Stage animé par João Fiadeiro

Composition en temps réel : capter l’émergence du réel

Les différentes approches de l’improvisation que João Fiadeiro rencontre lors de ses années de formation entrent en résonance avec ses préoccupations. La recherche d’une forme de spectacle qui s’inventerait au moment même où elle a lieu, c’est-à-dire en temps réel (au lieu de « re-présenter » en temps différé) devient, dès la fin des années 1980, l’axe majeur de son travail. Depuis lors, toutes les oeuvres du chorégraphe, mais aussi les ateliers pédagogiques qu’il anime à partir de 1997, sont traversés par la question suivante : comment, en tant que « performer », préserver - ou engendrer - cette « qualité de " réalité", de "vérité", de "crédibilité" qu’ont un moment, un geste, une parole quand ils se produisent pour la première fois ? »( J. Fiadeiro, D.-A. Guéniot, La Danse en solo, 2002, p. 117). On est alors en présence d’un « fragment de réel », d’un moment de « pur présent », impossible à reproduire ou à fixer. Elaborée au fil des années - notamment à travers une recherche menée en solo -, la méthode de « composition en temps réel » propose une technique pour mettre en oeuvre et capter cette émergence du réel, aussi bien dans les conditions d’un travail d’atelier qu’à la scène.

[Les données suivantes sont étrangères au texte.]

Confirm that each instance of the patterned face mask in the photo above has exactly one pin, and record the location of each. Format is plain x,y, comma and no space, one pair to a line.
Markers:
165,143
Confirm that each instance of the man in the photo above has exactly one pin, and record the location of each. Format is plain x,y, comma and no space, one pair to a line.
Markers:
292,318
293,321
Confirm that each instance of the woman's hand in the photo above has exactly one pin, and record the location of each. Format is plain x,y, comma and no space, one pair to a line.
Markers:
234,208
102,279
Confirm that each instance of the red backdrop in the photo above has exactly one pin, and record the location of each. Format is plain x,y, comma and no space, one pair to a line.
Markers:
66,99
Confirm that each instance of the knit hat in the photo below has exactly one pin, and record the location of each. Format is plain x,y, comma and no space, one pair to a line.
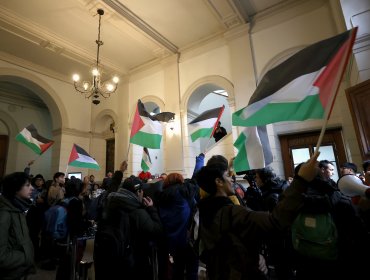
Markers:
349,165
132,184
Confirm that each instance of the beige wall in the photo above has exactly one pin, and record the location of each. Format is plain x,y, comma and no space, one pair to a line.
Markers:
227,61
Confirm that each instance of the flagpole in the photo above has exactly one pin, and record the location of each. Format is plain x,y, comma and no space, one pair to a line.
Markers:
128,150
205,150
66,170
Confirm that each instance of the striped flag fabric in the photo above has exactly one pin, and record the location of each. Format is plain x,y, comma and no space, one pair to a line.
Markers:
146,130
205,124
80,158
301,87
254,149
32,139
146,162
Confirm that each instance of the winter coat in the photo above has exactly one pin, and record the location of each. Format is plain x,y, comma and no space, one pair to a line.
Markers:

« Une matrice à produire de la réalité » : partager la paternité du spectacle

Appliquée à la production d’un spectacle, la méthode de composition en temps réel accorde une grande responsabilité à l’interprète. Rôdé à la méthode au fil d’ateliers préparatoires s’étalant sur plusieurs mois, chaque performer doit être en mesure de gérer les différents moments de l’action qu’il improvise, en résonance avec la situation collective en train de se construire. Dans les conditions de la représentation, la méthode agit comme une « matrice à produire de la réalité », un dispositif permettant d’engendrer des situations imprévisibles, dans le cadre d’une trame dramaturgique simple, mais préétablie.

A la scène, Fiadeiro se réserve la possibilité de réagir lui-même à la situation collective. Ses interventions en direct peuvent viser à souligner l’action d’un performer, par exemple en cernant l’espace où elle se déroule à l’aide d’un ruban adhésif, ou en la redoublant grâce à un enregistrement vidéo. Il peut aussi la faire bifurquer en dotant un interprète d’un accessoire qui transforme la forme et le sens de son geste et entraîne un sillage d’associations imaginaires. Manipulés en direct également, les sons (musiques, voix...) introduisent à leur tour des effets de décalage ou d’intensification.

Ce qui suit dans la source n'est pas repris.